A pouca informação e a falta de educação política, trazidas teimosamente pela arreata até Toulões, aliadas ao facto de poucos saberem ler e escrever, levava a que o boletim de voto fosse, sobretudo para os que mais anos amargaram, um verdadeiro quebra-cabeças. Distinguir, no papel, o partido no qual votar, seguindo a indicação orientada pela opinião de um vizinho ou familiar, só pelo distintivo: punho fechado, foice e martelo, setas para o céu, etc., uma vez que a letras das siglas não passavam de hieróglifos tão complexos de decifrar como os escritos deixados pela “diabólca”, gatafunhados no gorrão de sentinela à água da Fonte da Serra. E segurar firmemente uma caneta para cruzar dois riscos dentro do quadradinho escolhido, era bem mais difícil que pegar numa sachola para abrir uma regadeira num leirão de milho.

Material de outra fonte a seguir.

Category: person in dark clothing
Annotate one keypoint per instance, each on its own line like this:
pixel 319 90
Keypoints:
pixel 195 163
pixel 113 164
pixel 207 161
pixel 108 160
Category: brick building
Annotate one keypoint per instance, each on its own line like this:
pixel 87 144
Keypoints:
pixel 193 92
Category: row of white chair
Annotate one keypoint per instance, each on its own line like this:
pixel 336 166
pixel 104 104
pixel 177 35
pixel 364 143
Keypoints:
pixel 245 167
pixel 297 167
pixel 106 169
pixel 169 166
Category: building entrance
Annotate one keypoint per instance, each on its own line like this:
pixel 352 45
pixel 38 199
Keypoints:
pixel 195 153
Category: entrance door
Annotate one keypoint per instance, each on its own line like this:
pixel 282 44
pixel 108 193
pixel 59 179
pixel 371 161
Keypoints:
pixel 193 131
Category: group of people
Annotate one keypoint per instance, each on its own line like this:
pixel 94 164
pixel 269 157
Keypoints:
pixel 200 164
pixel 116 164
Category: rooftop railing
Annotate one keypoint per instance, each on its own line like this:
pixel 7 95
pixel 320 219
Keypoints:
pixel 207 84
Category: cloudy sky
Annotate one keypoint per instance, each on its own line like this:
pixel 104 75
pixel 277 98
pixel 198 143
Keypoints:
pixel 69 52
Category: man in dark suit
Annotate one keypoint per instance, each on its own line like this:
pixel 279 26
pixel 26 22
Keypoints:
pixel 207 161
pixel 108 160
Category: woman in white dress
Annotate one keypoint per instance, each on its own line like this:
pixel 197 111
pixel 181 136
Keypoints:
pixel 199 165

Nas eleições seguintes, em 1976, o povo foi chamado pela segunda vez a expressar-se livremente através do voto, para escolha dos mais altos signatários da Nação. Este ano de maturação em democracia trouxe mudanças significativas ao quotidiano de Toulões.

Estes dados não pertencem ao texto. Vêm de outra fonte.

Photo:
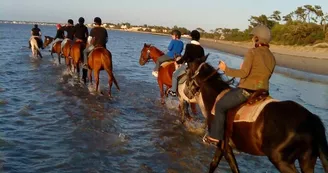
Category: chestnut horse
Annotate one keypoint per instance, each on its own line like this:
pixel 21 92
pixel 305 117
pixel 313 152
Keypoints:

A reforma agrária ramificara até ao concelho de Idanha. Impulsionada pelo ideal revolucionário de “a terra a quem a trabalha”, surgida no Alentejo a pretexto de dar cultivo a terras onde só medravam silvas e carapetos, culminou, sob o mesmo pretexto, na ocupação de algumas propriedades do concelho. A Granja do “Marroques”, 1600 ha de terra a perder de vista, ao dar origem à Cooperativa da Granja de S. Pedro, saciando apetites oportunistas, foi uma delas. Pertencente geograficamente ao termo de Alcafozes, era, no entanto, de gente de Toulões a grande força do trabalho que fazia bulir a Granja.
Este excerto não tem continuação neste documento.